Abstract

Abstract Background and Aims IgA vasculitis (IgAV), previously known as Henoch-Schönlein purpura, is a systemic IgA-mediated vasculitis of the small vessels commonly seen in children. The natural history of IgAV is generally self-limiting. However, one-third of patients experience symptom recurrence and a refractory course. We performed this study to examine the use of dapsone (4,4'-sulfonyldianiline or diaminodiphenyl sulfone) in refractory IgAV cases. Method A literature search of PubMed databases retrieved 16 articles published until May 31, 2023. A total of 38 patients with IgAV were recruited. Results A palpable purpura persisted in nearly all the patients with refractory course, followed by joint pain (25 of 38 patients; 69.2%).
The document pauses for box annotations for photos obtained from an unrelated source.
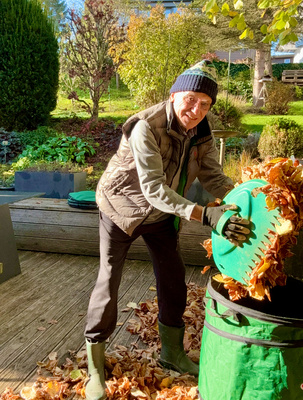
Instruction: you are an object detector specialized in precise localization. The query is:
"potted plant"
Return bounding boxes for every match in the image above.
[12,158,89,199]
[12,135,95,199]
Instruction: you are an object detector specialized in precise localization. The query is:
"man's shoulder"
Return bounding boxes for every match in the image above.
[122,101,167,136]
[134,101,167,122]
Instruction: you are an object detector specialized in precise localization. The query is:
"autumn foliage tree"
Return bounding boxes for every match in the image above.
[117,5,205,106]
[61,0,125,121]
[200,0,302,106]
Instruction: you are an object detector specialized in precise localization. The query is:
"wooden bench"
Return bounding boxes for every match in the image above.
[282,69,303,86]
[9,198,213,265]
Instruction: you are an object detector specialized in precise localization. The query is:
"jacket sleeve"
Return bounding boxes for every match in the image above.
[198,136,234,199]
[128,120,195,220]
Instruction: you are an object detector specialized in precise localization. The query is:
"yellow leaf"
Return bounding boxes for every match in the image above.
[160,376,174,388]
[275,218,294,236]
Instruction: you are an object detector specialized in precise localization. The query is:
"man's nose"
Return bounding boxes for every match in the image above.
[192,101,202,114]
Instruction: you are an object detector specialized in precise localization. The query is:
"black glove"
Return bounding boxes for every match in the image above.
[202,204,250,246]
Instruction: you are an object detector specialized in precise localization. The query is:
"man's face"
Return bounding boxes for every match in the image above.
[169,92,212,131]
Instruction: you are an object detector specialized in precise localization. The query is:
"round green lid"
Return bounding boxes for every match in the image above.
[211,179,279,285]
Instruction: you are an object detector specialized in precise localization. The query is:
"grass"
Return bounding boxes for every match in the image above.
[241,101,303,133]
[51,80,139,123]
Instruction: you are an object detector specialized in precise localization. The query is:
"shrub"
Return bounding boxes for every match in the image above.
[258,118,303,159]
[265,79,294,115]
[17,126,58,148]
[242,132,260,158]
[0,0,59,131]
[19,135,95,164]
[294,85,303,100]
[0,128,23,164]
[211,97,243,129]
Hematuria and proteinuria were noted in 11 (28.9%) and 7 (18.4%) of the patients, respectively. Treatment response within 1-2 days was obtained in 12 of 38 patients (31.6%), compared to within ≥3 days in 22 patients (57.9%). Relapse after treatment discontinuation was reported in 21 patients (55.3%) but not in 11 patients (28.9 %). Twelve of the 38 patients (31.6%) reported adverse effects of dapsone, including arthralgia (5.3%), rash (5.3%), dapsone hypersensitivity syndrome (2.6%), methemoglobinemia (21%), and hemolysis (15.8%). These findings indicate that dapsone may have a beneficial effect on refractory IgAV. Conclusion It is observed that in spite of several adverse effects, dapsone treatment exerts a beneficial effect in IgAV patients with prolonged cutaneous manifestation refractory to corticosteroid. Close renal monitoring may be needed to discover renal involvement of IgAV. Multicenter randomized placebo-controlled trials are necessary to determine the standard dosage of dapsone at initial or tapering of treatment in IgAV patients.